Location
- Country: Canada
- Province: Quebec
- Region: Abitibi-Témiscamingue
- MRC: Témiscamingue Regional County Municipality
- City: Les Lacs-du-Témiscamingue

Physical characteristics
- Source: Unidentified Lake
- • location: Les Lacs-du-Témiscamingue
- • coordinates: 46°19′25″N 78°53′56″W﻿ / ﻿46.32361°N 78.89889°W
- • elevation: 359 m (1,178 ft)
- Mouth: Ottawa River
- • location: Les Lacs-du-Témiscamingue
- • coordinates: 46°13′34″N 77°54′54″W﻿ / ﻿46.22611°N 77.91500°W
- • elevation: 145 m (476 ft)
- Length: 14 km (8.7 mi)

= Petite rivière à l'Ours =

The Petite rivière à l'Ours (English: Little Bear River) is a tributary of the Ottawa River. La Petite Rivière à l'Ours crosses the unorganized territory Les Lacs-du-Témiscamingue, in the Témiscamingue Regional County Municipality, in the administrative region of Abitibi-Témiscamingue, in the province of Quebec, in Canada.

From the second half of the 19th century, forestry was the predominant economic activity in the sector. Recreational and tourist activities have developed there, especially in the 20th century.

== Geography ==

The neighboring watersheds of the Petite rivière à l'Ours are:

- north side: Fildegrand River;
- east side: Fildegrand River, Dumoine River;
- south side: Ottawa River;
- west side: Rivière à l'Ours, Whitton Lake.

Lake Junco (length: 0.6 km; altitude: 375 m) constitutes the head of the "little Bear river". This body of water is located south and west of the Fildegrand River.

From this head lake, the Petite rivière à l'Ours flows zigzagging over 5.8 km towards the southwest, in particular by crossing Lake Loriot and marsh areas, until to an unnamed lake receiving the outlet (coming from the northwest) from Whitton Lake (length: 0.8 km; altitude: 376 m), which the current crosses 280 m to the southwest.

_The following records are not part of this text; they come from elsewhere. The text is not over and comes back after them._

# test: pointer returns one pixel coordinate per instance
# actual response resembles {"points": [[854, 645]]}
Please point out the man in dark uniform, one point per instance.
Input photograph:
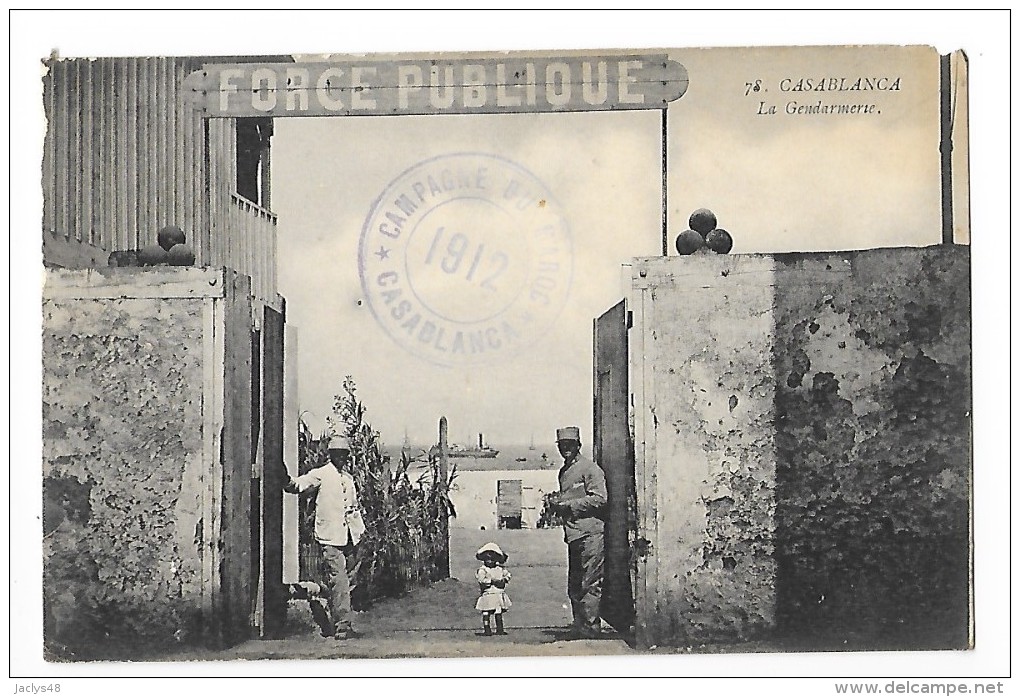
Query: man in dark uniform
{"points": [[581, 504]]}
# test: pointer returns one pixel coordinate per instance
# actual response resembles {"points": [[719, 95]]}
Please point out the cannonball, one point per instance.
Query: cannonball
{"points": [[703, 220], [689, 242], [152, 255], [719, 241], [181, 255], [169, 236]]}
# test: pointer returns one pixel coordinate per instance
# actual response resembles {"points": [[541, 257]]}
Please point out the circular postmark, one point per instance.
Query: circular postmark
{"points": [[465, 258]]}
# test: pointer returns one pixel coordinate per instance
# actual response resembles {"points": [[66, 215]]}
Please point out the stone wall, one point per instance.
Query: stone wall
{"points": [[706, 474], [121, 471]]}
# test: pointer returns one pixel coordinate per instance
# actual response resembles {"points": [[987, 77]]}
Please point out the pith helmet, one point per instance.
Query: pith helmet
{"points": [[339, 443], [570, 433], [494, 549]]}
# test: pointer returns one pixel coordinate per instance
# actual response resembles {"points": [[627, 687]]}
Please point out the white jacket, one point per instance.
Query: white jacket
{"points": [[338, 514]]}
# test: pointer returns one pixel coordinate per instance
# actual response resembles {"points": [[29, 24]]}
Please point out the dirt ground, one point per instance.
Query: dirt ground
{"points": [[441, 620]]}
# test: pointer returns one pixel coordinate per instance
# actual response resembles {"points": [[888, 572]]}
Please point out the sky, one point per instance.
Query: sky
{"points": [[777, 183]]}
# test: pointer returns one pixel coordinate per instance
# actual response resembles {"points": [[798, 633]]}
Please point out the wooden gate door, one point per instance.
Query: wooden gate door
{"points": [[508, 503], [613, 450]]}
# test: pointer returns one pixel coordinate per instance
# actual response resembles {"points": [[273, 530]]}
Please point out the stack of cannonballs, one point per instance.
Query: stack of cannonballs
{"points": [[704, 235], [170, 249]]}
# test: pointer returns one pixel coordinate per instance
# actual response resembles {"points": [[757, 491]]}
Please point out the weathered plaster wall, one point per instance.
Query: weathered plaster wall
{"points": [[710, 500], [872, 363], [473, 495], [122, 387]]}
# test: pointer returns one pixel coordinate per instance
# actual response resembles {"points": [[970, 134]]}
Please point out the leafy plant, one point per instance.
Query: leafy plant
{"points": [[406, 505]]}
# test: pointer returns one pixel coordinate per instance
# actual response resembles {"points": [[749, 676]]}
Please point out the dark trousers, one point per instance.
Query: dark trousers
{"points": [[585, 559], [338, 582]]}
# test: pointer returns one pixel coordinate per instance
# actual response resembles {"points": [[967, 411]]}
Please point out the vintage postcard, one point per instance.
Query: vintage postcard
{"points": [[624, 352]]}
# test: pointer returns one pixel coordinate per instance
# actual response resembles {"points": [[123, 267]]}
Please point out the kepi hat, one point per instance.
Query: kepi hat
{"points": [[494, 549], [339, 443], [569, 433]]}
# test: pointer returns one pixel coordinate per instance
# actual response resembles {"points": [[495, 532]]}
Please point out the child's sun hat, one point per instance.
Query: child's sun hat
{"points": [[492, 549]]}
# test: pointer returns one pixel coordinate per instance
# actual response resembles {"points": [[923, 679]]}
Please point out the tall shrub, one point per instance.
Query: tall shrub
{"points": [[405, 504]]}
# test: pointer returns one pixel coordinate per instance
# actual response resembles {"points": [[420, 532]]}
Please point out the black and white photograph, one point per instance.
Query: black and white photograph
{"points": [[591, 358]]}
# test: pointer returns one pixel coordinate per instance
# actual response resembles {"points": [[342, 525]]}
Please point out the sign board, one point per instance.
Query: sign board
{"points": [[395, 87]]}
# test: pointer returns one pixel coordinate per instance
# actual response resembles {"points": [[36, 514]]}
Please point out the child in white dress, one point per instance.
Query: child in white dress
{"points": [[493, 579]]}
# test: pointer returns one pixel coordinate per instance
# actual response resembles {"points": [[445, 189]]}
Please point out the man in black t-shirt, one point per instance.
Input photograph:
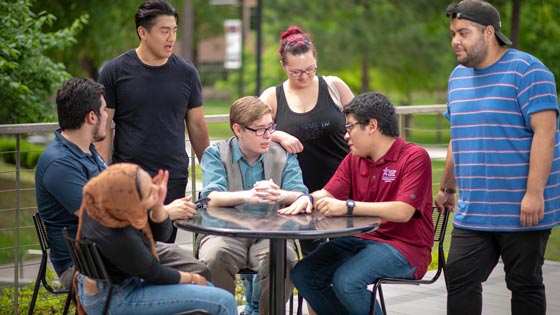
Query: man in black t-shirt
{"points": [[152, 95]]}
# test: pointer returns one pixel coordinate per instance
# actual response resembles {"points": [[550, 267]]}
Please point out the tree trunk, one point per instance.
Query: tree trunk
{"points": [[515, 11], [187, 36], [365, 72]]}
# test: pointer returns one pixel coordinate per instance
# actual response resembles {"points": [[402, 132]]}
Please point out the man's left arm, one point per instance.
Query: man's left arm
{"points": [[292, 181], [198, 130], [544, 125]]}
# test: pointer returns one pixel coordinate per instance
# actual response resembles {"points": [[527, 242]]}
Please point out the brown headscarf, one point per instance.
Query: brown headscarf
{"points": [[112, 199]]}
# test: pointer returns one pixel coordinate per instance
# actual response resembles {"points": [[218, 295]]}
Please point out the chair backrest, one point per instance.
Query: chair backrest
{"points": [[440, 219], [440, 224], [41, 233], [86, 258]]}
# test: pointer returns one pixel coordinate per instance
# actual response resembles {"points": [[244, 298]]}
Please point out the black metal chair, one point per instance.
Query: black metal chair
{"points": [[440, 226], [88, 261], [248, 271], [42, 273]]}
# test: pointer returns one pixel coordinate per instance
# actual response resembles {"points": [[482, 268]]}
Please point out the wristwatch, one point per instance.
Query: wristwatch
{"points": [[350, 204]]}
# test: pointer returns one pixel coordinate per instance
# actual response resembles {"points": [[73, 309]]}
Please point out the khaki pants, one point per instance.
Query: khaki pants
{"points": [[225, 256]]}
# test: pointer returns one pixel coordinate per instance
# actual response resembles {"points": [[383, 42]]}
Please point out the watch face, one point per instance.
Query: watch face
{"points": [[350, 206]]}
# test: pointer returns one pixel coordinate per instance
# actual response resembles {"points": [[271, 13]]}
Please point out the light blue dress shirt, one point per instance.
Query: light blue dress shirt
{"points": [[214, 176]]}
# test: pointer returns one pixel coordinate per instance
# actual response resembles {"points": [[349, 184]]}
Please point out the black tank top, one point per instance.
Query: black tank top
{"points": [[320, 130]]}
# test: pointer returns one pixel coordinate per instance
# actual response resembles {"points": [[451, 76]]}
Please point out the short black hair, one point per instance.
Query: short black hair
{"points": [[148, 12], [373, 105], [75, 99]]}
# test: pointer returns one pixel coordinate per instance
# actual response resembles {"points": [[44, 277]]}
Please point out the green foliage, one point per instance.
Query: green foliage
{"points": [[29, 153], [47, 303], [27, 76]]}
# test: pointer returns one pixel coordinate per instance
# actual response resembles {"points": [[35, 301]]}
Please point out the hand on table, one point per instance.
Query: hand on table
{"points": [[331, 207], [302, 204], [264, 191], [181, 208]]}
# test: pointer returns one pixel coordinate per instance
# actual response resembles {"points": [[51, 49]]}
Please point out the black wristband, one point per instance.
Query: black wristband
{"points": [[447, 190], [308, 195]]}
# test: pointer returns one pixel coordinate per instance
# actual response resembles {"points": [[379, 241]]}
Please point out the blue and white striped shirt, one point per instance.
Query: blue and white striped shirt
{"points": [[490, 114]]}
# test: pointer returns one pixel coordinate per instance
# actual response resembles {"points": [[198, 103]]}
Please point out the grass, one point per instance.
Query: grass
{"points": [[424, 129]]}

From there, the Petite rivière à l'Ours flows for 3.5 km south in Zec Dumoine to the north shore of Petit lac à l'Ours (length: 1.7 km; altitude: 271 m) which receives the discharge (coming from the northwest) of Parogee Lake (length: 0.6 km ), then 4.7 km to the south-east in a small valley. The river pours into the bottom of a bay (275 m) on the east bank of the Ottawa River, in Holden Lake, facing Grants Creek (Ontario) and Pichette Bay (Ontario).

The mouth of the Petite rivière à l'Ours is located 3.7 km downstream of the mouth of the rivière à l'Ours and 4.8 km upstream of the mouth of the Dumoine River.

== Toponymy ==

Animals are used frequently in French Canadian toponymy. The bear is an animal respected for its character and its strength. Its meat is edible. Its bones (after having been cut or sharpened) can be used to make tools, such as scrapers, or weapons. Its skin can be used in particular for clothing, bags, blankets, carpets or shelter. The bear is the subject of several legends, generally of Aboriginal origin.

The toponym Petite rivière à l'Ours is associated with the nearby watercourse (west side) which is designated rivière à l'Ours.

The toponym Petite rivière à l'Ours was formalized on 5 December 1968 at the Commission de toponymie du Québec.